Sir Thomas had built a world for them where suffering was light and food was fresh and no one was damned at birth. Children all over London were whipped for disobediences. Sir Thomas believed in whipping, he said, and produced a peacock’s feather to punish the children with. He was too casual about their innocence, and it made her nervous. He did not know how it could be shattered.
Being utterly unnerved by the children, she unwittingly became a good mistress to them, watching them constantly so they would not stumble and touch her. She resolved their squabbles so there would be no need for tears and the hugs those required.
Sir Thomas bragged about her often to those who came to the home. “This is Mistress Rose, a poor child plucked from the streets of London, fatherless, motherless, but with a heart of devotion to Christ. I have seen no other maid give such love and care to my children.”
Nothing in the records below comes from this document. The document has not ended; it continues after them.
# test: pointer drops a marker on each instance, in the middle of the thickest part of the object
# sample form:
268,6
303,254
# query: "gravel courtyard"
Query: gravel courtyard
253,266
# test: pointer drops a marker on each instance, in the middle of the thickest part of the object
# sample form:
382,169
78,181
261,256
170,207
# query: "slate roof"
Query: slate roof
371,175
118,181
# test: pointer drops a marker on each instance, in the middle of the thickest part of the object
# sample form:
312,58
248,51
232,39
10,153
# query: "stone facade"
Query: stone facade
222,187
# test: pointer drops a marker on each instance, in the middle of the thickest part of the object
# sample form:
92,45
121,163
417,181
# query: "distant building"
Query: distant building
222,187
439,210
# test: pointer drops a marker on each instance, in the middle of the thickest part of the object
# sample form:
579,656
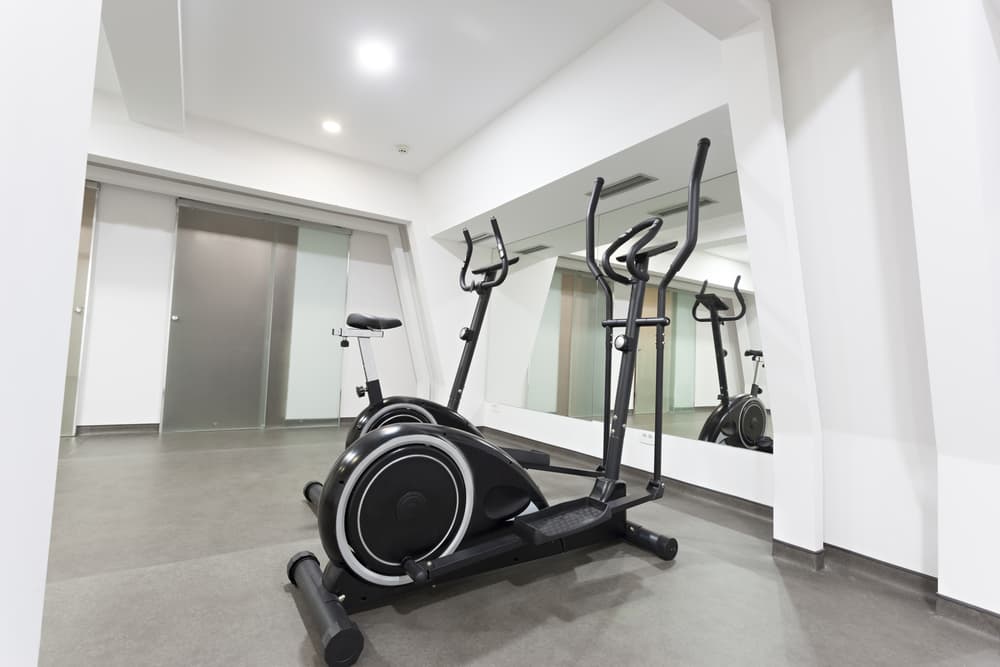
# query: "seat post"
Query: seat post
372,384
720,357
373,388
470,335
Sometimes his eyes rested not so much on the children but on Rose. She always averted her face. His gaze made her stomach leap. Sometimes she thought he would speak something more, something just for her, but he moved on each time, with his hands behind his back, returning with his guests to the parlor. It was a stupid thing, she knew, to have desire for a man, but she had not known her heart was still alive. She had forgotten its language.
The gentlemen would nod and move on with him, and the muscles in her back would release, so that she slumped down and caught a full breath. He would never suspect he had left a fool in charge of his children. There could be nothing to fear from her past, either. Sir Thomas never brought men from filthy Southwark into his home. No one who knew her could ever cross that threshold, save for one, and his name had never been mentioned. Still, at the first blooming of the hawthorn in a few weeks, she would tie a bundle above the door to keep that evil out.
She stiffened as one of the children grabbed her hand, leading her into the garden after breakfast. There were rows of fruit trees, entire plots of herbs and vegetables for the kitchen, ornaments and flowering bushes, whose blossoms the gardener clipped often to fill the house until it smelled of nothing but roses and kitchen stews, children and drying apples. The sun was not unkind as it burned, making the garden stretch and grow. There were grand trees, yew and beech, with drooping leaves that the children sought refuge under before dinner. She listened to them recite their psalters and poetry as the squirrels dashed past them, maniacally stripping the bark from the yew trees.
“Aye, your father is a great believer in God,” she commented.
Margaret piped up first, her earnest face already showing a woman’s frown lines above her brow. “God is everything to Father. There is nothing besides God, is there?”